Investors eye oil, defence and long‑term portfolio risks as geopolitics heats up
Markets just watched the US capture Venezuelan President Nicolás Maduro and barely flinched – a sign that investors may be underestimating how fast geopolitical risk can hit portfolios tied to equities, oil and defence.
Asian and global stocks rose after US President Donald Trump said the United States would take control of the oil‑producing nation, while gold inched higher and oil moved only modestly, according to Reuters.
The Dow added 0.7 percent, the S&P 500 gained 0.6 percent and the Nasdaq rose 0.8 percent, CNBC reported, with energy shares leading as traders bet the takeover of a country with the world’s largest proven oil reserves will eventually benefit oil and gas companies.
Chevron jumped more than 7 percent and Exxon Mobil climbed more than 4 percent.
Vishnu Varathan, head of macro research for Asia ex‑Japan at Mizuho Securities, told Reuters that “we're being reminded that geopolitical risks are much larger than some number cast on imports,” and warned that the real question is whether broader Latin American stability is at risk.
Tai Hui, chief market strategist for Asia‑Pacific at J.P. Morgan Asset Management, said to Reuters that markets “are not very efficient in pricing such risks accurately,” even though this kind of intervention is the most direct US move in Latin America since the 1989 invasion of Panama.
From an energy and inflation lens, the immediate supply shock looks limited.
Venezuela’s oil output has slid from about 3.5m barrels per day in the 1970s, when it supplied more than 7 percent of global production, to roughly 1.1m barrels per day last year, or about 1 percent of world output, according to Reuters.
Analysts told Reuters that it would take years of investment before production can rebound in a way that meaningfully changes global supply.
Still, Washington is already framing how any recovery would work.
White House and State Department officials told US oil executives that if they want compensation for assets expropriated in the 2000s, they would need to return quickly and commit substantial capital to rebuild Venezuela’s damaged oil industry.
In that earlier period, Venezuela expropriated international oil assets after companies refused to give state‑run PDVSA greater operational control; Chevron stayed via joint ventures, while Exxon Mobil and ConocoPhillips exited and went to arbitration.
ConocoPhillips has spent years trying to recover about US$12bn from those nationalizations, and Exxon Mobil has sought about US$1.65bn, Reuters said.
Trump said on Saturday that American companies are prepared to re‑enter Venezuela and “reactivate the struggling oil sector” just hours after Maduro’s capture.
Officials have told executives that companies would have to front the investment before recovering expropriation‑related debts, a potentially costly prospect for firms such as ConocoPhillips.
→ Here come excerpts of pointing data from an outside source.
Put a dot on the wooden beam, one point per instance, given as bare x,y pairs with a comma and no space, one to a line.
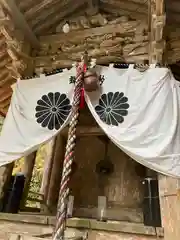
92,7
20,22
170,207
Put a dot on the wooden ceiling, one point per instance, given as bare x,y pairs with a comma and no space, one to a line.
34,18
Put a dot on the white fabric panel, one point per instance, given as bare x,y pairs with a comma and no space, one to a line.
140,112
39,109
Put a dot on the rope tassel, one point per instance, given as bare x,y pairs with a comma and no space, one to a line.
69,157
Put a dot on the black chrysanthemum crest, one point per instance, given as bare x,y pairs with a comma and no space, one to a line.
52,110
112,108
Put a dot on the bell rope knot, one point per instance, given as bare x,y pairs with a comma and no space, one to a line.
91,80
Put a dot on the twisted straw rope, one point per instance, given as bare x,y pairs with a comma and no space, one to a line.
68,160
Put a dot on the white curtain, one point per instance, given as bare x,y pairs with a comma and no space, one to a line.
140,113
39,109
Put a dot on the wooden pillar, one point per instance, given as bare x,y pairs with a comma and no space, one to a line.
29,162
5,175
48,163
170,207
56,173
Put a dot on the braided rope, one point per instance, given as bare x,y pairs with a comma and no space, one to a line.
68,159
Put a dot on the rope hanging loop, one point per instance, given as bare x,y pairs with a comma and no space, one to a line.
60,227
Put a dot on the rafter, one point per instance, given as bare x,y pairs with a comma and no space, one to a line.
20,22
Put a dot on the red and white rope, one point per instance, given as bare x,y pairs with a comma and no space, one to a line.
69,157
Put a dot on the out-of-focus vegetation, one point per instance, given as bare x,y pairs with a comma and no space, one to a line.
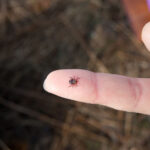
38,36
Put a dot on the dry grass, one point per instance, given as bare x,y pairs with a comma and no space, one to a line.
39,36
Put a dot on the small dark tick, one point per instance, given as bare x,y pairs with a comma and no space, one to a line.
73,81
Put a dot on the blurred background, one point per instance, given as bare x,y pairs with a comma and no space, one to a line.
39,36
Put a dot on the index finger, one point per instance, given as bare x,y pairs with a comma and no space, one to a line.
118,92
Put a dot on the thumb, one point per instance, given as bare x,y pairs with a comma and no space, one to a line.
146,35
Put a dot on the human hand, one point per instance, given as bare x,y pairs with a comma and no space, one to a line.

For asset allocators, the bigger question is how much weight to give geopolitics relative to earnings and rates.
Charu Chanana, chief investment strategist at Saxo, described the move in Venezuela to Reuters as “more of a geopolitical bombshell rather than an oil shock,” and argued that unless the broader supply chain comes under threat, investors will keep rotating back to fundamentals.
She said, “We’re in a regime where geopolitics has become a persistent feature, not a surprise.”
History supports that complacent tone, at least at the index level.
UBS analysis cited by CNBC shows that after 11 major geopolitical shocks, the S&P 500 was, on average, just 0.3 percent lower a week later and 7.7 percent higher after 12 months.
Jay Woods, chief market strategist at Freedom Capital Markets, told CNBC that “the overall market seems relatively unfazed by events so far,” pointing to what he called a “quick resolution with little escalation threat.”
At the same time, the intervention arrives after a strong run for risk assets.
Reuters reported that US and global stocks started 2026 on solid footing after double‑digit gains in 2025, a year dominated by tariffs, central bank moves and recurring geopolitical tensions.
Defence spending is expected to rise as countries respond to Trump’s readiness to use US military power, which could support defence names, while policy uncertainty is seen weighing on the US dollar’s safe‑haven status; the currency just had its worst year since 2017, dropping more than 9 percent against major peers in 2025, according to Reuters.
Looking ahead, investors remain focused on growth and earnings.
CNBC reported that themes such as artificial intelligence, earnings expansion and easier monetary policy continue to underpin optimism.
UBS forecasts nearly 10 percent earnings growth for the MSCI All Country World Index in both 2026 and 2027 and rates global equities “Attractive,” advising underallocated investors to shift excess cash, bonds or high‑yield credit into stocks while keeping some allocation to gold.